Prove that $\sqrt{xyzw} \leq \frac{x+y+z+w}{4}$ for any $x, y, z, w \geq 0$

Prove that

$\sqrt{xyzw} \leq \frac{x+y+z+w}{4}$

For any $x, y, z, \geq 0$

And prove the AM-GM inequality for three numbers, $\sqrt{xyz} \leq \frac{x+y+z}{3}$ where $x, y, z \geq 0$, by using the previous proof with $w= (xyz)^{1/3}$

• Are you familiar with the AM-GM inequality? – user170231 Sep 18 '18 at 14:50
• Yes, I am, however when I try $\sqrt{\sqrt{xy}\sqrt{zw}} \leq \frac{\sqrt{xy}+\sqrt{zw}}{2}$ I'm unsure if I'm correct in proceeding as such, and if so, I'm unsure how to proceed from this point onward. – Kyle Xiao Sep 18 '18 at 14:56
• @KyleXiao, what information do you assume? For example, the AM - GM inequality for two numbers, etc. – AnotherJohnDoe Sep 18 '18 at 15:02
• What you write in your comment is correct.
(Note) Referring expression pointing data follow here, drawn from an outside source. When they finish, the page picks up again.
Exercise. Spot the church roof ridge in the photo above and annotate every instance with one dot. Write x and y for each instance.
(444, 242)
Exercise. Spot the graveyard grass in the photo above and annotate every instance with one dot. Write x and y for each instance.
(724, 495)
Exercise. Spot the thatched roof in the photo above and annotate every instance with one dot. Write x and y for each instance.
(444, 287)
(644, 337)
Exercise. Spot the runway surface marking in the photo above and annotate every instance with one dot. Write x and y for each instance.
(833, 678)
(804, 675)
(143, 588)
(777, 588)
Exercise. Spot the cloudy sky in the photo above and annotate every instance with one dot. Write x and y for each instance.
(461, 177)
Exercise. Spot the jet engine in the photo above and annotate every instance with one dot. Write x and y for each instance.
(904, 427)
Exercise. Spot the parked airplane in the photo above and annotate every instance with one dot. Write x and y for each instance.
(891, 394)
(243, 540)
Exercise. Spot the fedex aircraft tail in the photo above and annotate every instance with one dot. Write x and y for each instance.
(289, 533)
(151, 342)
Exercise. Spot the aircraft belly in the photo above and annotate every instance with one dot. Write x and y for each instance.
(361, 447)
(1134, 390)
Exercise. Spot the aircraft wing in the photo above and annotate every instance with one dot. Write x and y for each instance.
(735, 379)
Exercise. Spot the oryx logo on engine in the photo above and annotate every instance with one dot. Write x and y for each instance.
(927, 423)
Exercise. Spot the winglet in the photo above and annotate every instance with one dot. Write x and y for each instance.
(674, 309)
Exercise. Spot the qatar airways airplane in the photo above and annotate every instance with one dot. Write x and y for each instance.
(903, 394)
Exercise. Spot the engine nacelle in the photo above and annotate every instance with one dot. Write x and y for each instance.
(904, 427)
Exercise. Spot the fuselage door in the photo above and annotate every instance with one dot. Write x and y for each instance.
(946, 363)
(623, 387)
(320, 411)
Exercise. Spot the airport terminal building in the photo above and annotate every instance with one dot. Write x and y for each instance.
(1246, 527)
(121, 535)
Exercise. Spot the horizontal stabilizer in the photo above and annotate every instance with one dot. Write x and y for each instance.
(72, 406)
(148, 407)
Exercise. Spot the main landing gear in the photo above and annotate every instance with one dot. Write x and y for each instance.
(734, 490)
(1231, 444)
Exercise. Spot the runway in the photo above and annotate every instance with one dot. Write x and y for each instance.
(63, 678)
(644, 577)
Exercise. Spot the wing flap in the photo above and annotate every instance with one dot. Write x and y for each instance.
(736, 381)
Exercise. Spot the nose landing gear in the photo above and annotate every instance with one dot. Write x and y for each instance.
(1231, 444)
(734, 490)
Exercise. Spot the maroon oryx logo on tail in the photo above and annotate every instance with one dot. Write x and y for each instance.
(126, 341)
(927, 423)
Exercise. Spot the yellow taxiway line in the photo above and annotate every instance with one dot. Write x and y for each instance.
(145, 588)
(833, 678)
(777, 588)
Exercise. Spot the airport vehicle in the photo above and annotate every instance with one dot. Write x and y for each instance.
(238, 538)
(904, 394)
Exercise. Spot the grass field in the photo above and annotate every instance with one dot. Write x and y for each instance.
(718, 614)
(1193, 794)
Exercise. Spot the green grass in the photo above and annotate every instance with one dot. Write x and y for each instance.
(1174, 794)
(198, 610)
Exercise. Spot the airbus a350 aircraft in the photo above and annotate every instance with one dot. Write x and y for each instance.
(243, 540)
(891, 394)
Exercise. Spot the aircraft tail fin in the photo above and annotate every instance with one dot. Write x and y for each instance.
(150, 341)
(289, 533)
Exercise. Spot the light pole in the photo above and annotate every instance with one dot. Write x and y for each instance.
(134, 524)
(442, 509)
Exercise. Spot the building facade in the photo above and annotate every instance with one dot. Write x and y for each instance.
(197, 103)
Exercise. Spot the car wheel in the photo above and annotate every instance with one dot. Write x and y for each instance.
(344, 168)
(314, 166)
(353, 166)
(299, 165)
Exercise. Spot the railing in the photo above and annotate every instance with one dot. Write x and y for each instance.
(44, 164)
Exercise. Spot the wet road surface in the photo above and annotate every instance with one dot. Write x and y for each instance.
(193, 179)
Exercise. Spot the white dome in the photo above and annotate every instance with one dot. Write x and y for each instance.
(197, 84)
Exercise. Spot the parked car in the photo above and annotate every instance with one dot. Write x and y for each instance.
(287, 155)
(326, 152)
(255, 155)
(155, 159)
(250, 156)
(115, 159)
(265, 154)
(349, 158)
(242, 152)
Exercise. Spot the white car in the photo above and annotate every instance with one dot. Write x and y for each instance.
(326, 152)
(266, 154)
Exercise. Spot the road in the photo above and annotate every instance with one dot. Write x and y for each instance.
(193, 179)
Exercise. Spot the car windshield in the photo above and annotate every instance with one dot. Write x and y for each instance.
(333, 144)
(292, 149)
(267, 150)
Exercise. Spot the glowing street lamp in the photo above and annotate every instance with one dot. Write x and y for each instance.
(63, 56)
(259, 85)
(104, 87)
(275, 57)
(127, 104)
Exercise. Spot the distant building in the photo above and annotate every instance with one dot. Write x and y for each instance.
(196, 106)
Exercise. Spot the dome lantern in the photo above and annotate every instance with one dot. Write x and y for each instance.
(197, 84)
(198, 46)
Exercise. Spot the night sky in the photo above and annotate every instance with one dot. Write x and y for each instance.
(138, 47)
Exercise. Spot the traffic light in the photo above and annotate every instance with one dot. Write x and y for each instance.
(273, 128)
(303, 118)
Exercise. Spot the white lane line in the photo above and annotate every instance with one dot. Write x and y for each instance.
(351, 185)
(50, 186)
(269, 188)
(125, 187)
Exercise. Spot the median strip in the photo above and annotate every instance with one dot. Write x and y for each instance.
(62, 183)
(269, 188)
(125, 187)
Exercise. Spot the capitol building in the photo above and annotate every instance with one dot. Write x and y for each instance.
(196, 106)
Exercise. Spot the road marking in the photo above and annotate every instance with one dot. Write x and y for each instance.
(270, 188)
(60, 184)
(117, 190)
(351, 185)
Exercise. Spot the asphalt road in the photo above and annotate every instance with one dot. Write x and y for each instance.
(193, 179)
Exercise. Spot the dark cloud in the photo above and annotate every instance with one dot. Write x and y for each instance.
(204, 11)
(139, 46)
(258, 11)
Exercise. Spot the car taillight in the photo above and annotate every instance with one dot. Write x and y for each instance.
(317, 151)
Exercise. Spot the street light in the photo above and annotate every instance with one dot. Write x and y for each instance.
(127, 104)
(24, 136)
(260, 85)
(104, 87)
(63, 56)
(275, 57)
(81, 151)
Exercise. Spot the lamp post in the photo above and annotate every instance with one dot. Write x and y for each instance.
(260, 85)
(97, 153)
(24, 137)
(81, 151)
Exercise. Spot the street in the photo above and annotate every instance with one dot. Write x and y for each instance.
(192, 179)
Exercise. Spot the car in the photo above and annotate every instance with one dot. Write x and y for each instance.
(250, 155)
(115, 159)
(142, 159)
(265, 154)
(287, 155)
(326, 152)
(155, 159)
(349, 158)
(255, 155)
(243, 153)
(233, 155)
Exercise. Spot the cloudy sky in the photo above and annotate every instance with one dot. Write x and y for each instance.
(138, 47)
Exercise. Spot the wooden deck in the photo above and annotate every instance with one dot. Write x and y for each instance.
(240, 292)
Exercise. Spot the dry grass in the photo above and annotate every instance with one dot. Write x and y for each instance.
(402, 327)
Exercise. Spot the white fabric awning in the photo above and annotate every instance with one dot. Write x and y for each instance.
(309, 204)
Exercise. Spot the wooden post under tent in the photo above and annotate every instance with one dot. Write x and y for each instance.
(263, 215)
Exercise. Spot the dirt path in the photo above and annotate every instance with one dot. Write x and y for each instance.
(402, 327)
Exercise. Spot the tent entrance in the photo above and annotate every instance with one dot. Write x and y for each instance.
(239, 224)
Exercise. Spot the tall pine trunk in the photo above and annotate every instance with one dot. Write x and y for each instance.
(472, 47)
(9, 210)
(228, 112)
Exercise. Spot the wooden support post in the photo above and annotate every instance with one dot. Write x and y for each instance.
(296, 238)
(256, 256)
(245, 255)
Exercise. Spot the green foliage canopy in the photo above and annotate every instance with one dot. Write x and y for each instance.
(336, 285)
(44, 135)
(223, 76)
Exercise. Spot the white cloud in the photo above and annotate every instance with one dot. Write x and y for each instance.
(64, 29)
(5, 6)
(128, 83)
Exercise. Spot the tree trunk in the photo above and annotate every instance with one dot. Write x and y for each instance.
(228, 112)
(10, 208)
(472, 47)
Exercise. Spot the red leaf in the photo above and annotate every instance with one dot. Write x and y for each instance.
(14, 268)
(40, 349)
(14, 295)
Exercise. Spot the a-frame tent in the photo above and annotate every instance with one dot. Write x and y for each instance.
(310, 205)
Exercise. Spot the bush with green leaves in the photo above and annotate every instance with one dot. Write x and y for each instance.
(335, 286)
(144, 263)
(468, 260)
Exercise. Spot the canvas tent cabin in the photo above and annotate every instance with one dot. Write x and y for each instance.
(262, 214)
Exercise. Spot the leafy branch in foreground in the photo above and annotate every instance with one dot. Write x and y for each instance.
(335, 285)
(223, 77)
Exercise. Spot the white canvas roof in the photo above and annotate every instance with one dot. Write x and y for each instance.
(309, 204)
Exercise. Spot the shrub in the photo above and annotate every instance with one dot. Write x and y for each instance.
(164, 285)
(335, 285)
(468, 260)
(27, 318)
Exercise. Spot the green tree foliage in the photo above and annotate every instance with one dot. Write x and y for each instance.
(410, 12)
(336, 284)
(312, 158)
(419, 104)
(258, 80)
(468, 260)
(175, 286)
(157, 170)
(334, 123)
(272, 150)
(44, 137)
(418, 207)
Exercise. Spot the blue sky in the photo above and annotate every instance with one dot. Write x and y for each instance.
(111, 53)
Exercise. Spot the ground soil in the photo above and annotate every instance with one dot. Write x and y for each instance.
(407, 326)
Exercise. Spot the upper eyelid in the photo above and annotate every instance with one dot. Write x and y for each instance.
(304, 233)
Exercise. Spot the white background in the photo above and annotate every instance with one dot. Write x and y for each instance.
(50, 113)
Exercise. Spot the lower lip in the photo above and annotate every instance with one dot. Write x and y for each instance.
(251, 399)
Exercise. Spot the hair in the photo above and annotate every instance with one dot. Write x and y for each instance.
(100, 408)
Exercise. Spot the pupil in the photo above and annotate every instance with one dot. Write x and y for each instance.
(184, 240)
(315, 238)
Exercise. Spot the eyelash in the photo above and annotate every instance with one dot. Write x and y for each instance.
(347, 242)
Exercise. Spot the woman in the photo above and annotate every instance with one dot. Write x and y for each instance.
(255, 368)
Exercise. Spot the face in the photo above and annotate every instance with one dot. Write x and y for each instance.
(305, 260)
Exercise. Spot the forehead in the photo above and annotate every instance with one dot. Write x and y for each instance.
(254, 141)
To proceed onward, what can you say about $\sqrt{xy}$? – Arnaud D. Sep 18 '18 at 15:02
• Well $\sqrt{xy} \leq \frac{x+y}{2}$ but would I be right in using $\sqrt{xy} = \frac{x+y}{2}$ to substitute – Kyle Xiao Sep 18 '18 at 15:03

You are on the good track, indeed let consider by $AM-GM$

$$u=\frac{x+y}{2}\ge \sqrt{xy} \quad v=\frac{z+w}{2}\ge \sqrt{zw}$$

then

$$\frac{u+v}{2}= \frac{x+y+z+w}{4}\ge \sqrt{uv}\ge \sqrt{\sqrt{xy}\sqrt{zw}}=\sqrt{xyzw}$$

Hint: The AM-GM inequality can be proven for $n$ variables in the following way:

1. Show it for $2$ variables
2. Prove by induction that if you know it for $2^n$ variables, you can show it for $2^{n+1}$ variables by first applying it on $x_1,\cdots,x_{2^n}$, then on $x_{2^n+1},\cdots,x_{2^{n+1}}$ - then use the $2$-variable version on the results of those two applications
3. Prove that if you know it for $N+1$ you know it for $N$ by applying it on $x_1,\cdots,x_N,\frac{x_1+x_2+\cdots+x_N}{N}$.

Many of these steps will require some algebraic manipulation.